The announcement on Tuesday came as the country's financial watchdog pushes ahead with litigation against two of the country's major banks over alleged benchmark rigging.

The decision to exit the benchmark-setting process reflects a global shift towards more robust and objective benchmarks that have stronger defences against manipulation.

AFMA, which said it intended to instead focus on its "core activities", declined to comment on whether the alleged misconduct involving benchmark rigging had influenced its decision to step aside from its role.

AFMA has administered the BBSW benchmark since its inception.

"Our key objective is that the benchmark continues to operate in a reliable way," David Lynch, chief executive of AFMA, said. "Benchmark administration is becoming quite a specialised area of operation." AFMA said it expects a commercial operator to take over the role.

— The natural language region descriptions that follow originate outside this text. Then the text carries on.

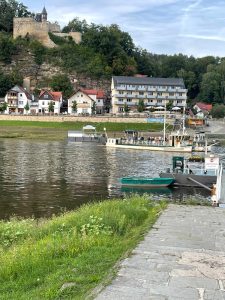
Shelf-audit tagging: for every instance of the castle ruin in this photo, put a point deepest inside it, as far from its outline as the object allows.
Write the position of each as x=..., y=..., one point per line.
x=39, y=27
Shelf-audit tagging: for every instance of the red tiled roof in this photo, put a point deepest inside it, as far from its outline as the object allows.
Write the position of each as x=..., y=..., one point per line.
x=99, y=93
x=204, y=106
x=55, y=95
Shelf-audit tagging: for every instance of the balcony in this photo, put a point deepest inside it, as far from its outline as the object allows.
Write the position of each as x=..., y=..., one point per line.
x=172, y=90
x=141, y=89
x=181, y=90
x=150, y=97
x=162, y=89
x=161, y=97
x=131, y=103
x=121, y=88
x=181, y=97
x=172, y=97
x=130, y=88
x=151, y=89
x=119, y=102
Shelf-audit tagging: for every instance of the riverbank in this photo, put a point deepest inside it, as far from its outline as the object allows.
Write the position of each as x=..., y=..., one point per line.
x=58, y=131
x=66, y=257
x=182, y=257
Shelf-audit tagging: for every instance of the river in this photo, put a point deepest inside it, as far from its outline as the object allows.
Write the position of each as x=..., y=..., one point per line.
x=41, y=178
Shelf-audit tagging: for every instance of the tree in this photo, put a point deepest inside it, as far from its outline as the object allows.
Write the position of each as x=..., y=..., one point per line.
x=61, y=83
x=10, y=9
x=218, y=111
x=141, y=106
x=51, y=106
x=169, y=105
x=3, y=106
x=93, y=108
x=126, y=108
x=27, y=107
x=74, y=106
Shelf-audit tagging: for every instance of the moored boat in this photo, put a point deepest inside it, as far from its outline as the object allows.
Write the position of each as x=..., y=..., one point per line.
x=146, y=182
x=190, y=174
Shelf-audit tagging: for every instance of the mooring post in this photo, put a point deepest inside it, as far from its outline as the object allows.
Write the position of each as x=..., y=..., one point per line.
x=215, y=202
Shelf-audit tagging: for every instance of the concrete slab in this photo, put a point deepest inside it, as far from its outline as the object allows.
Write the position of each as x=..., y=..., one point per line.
x=182, y=257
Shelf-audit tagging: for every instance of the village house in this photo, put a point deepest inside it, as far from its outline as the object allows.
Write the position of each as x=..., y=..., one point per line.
x=18, y=100
x=154, y=92
x=202, y=109
x=88, y=102
x=45, y=99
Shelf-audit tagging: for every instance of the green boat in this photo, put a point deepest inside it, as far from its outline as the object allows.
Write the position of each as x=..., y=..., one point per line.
x=146, y=182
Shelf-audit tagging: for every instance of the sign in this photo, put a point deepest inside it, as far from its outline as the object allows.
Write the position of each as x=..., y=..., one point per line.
x=155, y=120
x=212, y=163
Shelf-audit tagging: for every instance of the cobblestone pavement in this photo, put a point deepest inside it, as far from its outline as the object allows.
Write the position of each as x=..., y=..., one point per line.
x=182, y=257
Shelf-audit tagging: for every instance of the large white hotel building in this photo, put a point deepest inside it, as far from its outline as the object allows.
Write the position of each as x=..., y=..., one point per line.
x=154, y=92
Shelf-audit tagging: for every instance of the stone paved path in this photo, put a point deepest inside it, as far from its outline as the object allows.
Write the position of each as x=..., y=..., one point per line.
x=182, y=257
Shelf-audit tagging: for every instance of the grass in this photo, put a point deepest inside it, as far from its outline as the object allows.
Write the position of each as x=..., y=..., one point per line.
x=58, y=130
x=68, y=256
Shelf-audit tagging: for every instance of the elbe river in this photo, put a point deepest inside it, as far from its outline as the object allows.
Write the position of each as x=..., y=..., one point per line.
x=42, y=178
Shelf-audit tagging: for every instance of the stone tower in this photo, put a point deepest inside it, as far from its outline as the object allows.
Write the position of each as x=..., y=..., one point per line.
x=44, y=14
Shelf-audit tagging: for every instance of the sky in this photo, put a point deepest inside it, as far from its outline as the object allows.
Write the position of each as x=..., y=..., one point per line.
x=191, y=27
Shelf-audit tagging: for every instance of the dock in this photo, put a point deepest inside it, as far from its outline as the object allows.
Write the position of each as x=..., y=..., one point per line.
x=182, y=257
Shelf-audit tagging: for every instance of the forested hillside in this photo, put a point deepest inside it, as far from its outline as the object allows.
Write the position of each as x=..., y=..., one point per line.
x=107, y=51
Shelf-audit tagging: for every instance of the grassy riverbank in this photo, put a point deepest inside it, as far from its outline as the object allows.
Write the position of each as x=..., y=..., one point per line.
x=58, y=130
x=68, y=256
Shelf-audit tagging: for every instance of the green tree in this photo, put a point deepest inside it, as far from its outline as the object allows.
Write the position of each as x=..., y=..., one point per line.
x=51, y=106
x=27, y=107
x=218, y=111
x=61, y=83
x=126, y=108
x=3, y=106
x=74, y=106
x=169, y=105
x=7, y=48
x=93, y=108
x=141, y=106
x=10, y=9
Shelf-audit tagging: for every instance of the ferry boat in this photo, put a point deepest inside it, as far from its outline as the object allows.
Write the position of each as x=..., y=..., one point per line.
x=192, y=174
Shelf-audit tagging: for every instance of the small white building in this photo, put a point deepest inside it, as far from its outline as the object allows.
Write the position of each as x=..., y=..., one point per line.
x=17, y=99
x=45, y=99
x=85, y=100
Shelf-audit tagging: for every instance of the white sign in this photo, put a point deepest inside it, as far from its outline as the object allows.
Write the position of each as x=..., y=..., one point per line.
x=211, y=163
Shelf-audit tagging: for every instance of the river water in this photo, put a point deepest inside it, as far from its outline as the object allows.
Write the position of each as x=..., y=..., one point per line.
x=39, y=178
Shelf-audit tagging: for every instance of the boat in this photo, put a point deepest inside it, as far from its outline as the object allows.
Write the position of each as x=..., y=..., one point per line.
x=146, y=182
x=87, y=134
x=174, y=142
x=194, y=174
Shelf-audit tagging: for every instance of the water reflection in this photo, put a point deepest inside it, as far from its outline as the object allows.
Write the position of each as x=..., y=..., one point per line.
x=39, y=178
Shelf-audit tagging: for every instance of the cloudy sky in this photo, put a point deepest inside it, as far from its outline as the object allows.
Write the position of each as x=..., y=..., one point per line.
x=192, y=27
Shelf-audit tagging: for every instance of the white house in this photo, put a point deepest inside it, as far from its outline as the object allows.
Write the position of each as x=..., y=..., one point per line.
x=153, y=92
x=17, y=98
x=85, y=100
x=46, y=97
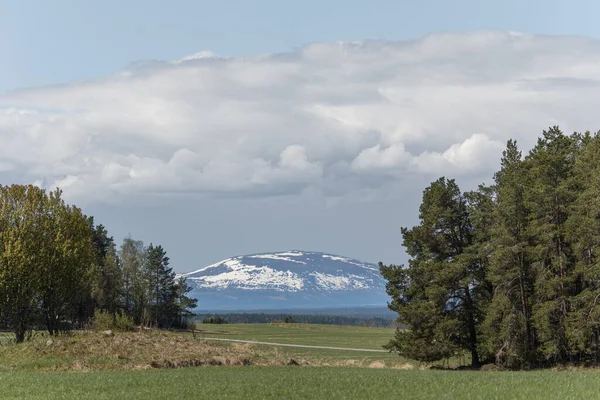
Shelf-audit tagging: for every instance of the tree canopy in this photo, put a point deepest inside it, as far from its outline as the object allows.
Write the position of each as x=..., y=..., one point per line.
x=57, y=268
x=510, y=272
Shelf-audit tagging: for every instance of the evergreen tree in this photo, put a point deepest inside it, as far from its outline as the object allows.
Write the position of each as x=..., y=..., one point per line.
x=161, y=280
x=437, y=296
x=549, y=198
x=509, y=328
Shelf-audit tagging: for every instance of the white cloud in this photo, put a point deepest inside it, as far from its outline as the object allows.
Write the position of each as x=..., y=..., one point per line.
x=332, y=118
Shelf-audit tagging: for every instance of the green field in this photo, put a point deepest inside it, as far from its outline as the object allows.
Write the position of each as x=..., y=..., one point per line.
x=313, y=335
x=305, y=334
x=91, y=366
x=300, y=383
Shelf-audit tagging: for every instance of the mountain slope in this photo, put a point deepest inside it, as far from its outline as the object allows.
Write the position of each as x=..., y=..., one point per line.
x=289, y=279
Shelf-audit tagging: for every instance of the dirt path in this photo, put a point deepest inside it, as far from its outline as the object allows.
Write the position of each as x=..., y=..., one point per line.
x=294, y=345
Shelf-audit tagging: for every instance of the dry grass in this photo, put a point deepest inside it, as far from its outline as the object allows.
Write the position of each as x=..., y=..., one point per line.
x=142, y=350
x=86, y=351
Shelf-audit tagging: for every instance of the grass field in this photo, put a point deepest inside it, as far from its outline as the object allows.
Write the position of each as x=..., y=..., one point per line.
x=300, y=383
x=313, y=335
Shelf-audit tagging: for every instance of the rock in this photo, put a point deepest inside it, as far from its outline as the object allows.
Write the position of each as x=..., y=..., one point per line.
x=489, y=367
x=377, y=364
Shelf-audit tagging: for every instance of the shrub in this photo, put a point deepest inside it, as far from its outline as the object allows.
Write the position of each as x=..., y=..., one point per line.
x=124, y=322
x=102, y=321
x=214, y=320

The British Bankers' Association handed over the operation of the London Interbank Offered Rate (Libor) in 2014 following the benchmark rigging scandals in that market. ICE Benchmark Administration now administers Libor after winning a government tender process.

In Australia, the BBSW credit benchmark has been progressively overhauled in recent years.

AFMA moved away from a panel-setting methodology in 2013 following an exodus of banks from its panel of participating money market institutions.

The BBSW is now calculated using an automated process that extracts live and executable bids and offers from the approved trading venues at around 10am each trading day, calculates the rate and then publishes it to the market.

Australia will move to a new process by the end of this year for setting the credit market reference rate. The Council of Financial Regulators has proposed moving to a volume-weighted average price (VWAP) methodology as the primary calculation mechanism. This will require the new administrator to develop a trade repository capability.

Regulators from around the world have been reforming rate-setting practices after Barclays Plc, UBS AG, RBS and others were fined billions of dollars for benchmark rigging.

The Australian Securities and Investments Commission (ASIC) has also begun litigation against Australia and New Zealand Banking Group and Westpac Banking Corporation for alleged benchmark manipulation.